Re: BOM as WJ?

From: Peter Kirk (
Date: Thu Nov 20 2003 - 08:03:42 EST

  • Next message: Andrew C. West: "Re: creating a test font w/ CJKV Extension B characters."

    On 19/11/2003 17:44, Philippe Verdy wrote:

    > ...
    >>This trick doesn't work if any of the CC's are in combining class zero.
    >Of course, but which combining character of combining class 0 does need to
    >combine with NBSP in a way that affect renderers?
    >Do you think about sequences like <NBSP,CGJ>?
    >Or about issues when rendering <07A6;THAANA ABAFILI;Mn;0;NSM;;;;;N;;;;;>
    >after <NBSP>
    >which of wourse would be handled only as <WJ,SP,WJ,THAANA ABAFILI> ?
    >Or about: <0901;DEVANAGARI SIGN CANDRABINDU;Mn;0;NSM;;;;;N;;;;;> after
    >rendered as if it was <WJ,SP,WJ,CANDRABINDU> ?
    >Or about <0903;DEVANAGARI SIGN VISARGA;Mc;0;L;;;;;N;;;;;> after <NBSP>
    >which is this time a "Mc" character ?
    >Or about all the Indic vowels which do not seem to be really combining on
    >NBSP but would be rendered as a space followed by a defective isolated form
    >of the vowel (so without vowel glyphs reordering around the space) ?
    >Just curious...
    I wasn't thinking of any specific combining character.
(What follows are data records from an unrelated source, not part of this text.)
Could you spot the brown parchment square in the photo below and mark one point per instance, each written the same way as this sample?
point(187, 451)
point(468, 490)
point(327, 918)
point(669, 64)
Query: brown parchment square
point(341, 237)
But I was
    thinking of the general principle that if one wants to display an
    isolated diacritic glyph, which is possible in principle, at least in
    paradigm lists (and code charts!), for any of the characters you list
    above, the recommended way of doing so is to apply them to SP or NBSP.
    Unfortunately there are many problems and undesirable side effects of
    this recommendation.

    >If we just say that <NBSP> behaves in all cases in renderers as if it was
    ><WJ,SP,WJ> where WJ is reordered with a pseudo-combining class 256, it
    >solves much problems with the interpretation of NBSP, and it looks like if
    >NBSP was a space letter; however NBSP is not a "Lo" character but really a
    >"Zs" whitespace and thus justifiable out of the end margin; also NBSP does
    >not prohibit word break but only line breaks), so it is more like if it was
    >in fact: <LJ,SP,LJ> where LJ is a line-joiner, distinct also from ZWJ
    >(zero-width joiner) used to hint ligatures but which does not brohibit any
    Well, WJ itself is actually LJ, because, astonishingly, it does not
    prohibit word breaks (see UAX29). Similarly ZWNBS, ZWJ, and ZWNJ. As
    format characters these are ignored when finding word breaks. The
    implication is that <A,B,WJ,C,D> is a single word, but
    <A,B,WJ,SPACE,WJ,C,D> and <A,B,WJ,$,WJ,C,D> are both two words despite
    the obvious attempt to use WJ to force these to be understood as one
    word (and despite the existence of alphabets in which "$" is considered

    As for line breaking (UAX14), WJ explicitly prohibits this; ZWJ and ZWNJ
    are not listed, and so as Cf characters are ignored in the line breaking
    algorithm. I note also that the combining mark CGJ is listed as GL and
    so is not CM. The descriptive text of rules LB7a-c implies that CM =
    combining mark whereas this is not in fact true; some combining marks
    are not CM and some CM are not combining marks. In rule LB7b the term
    "combining character sequence" is used, contrary to its regular defined
    meaning, for a sequence of CM characters and the preceding non-CM character.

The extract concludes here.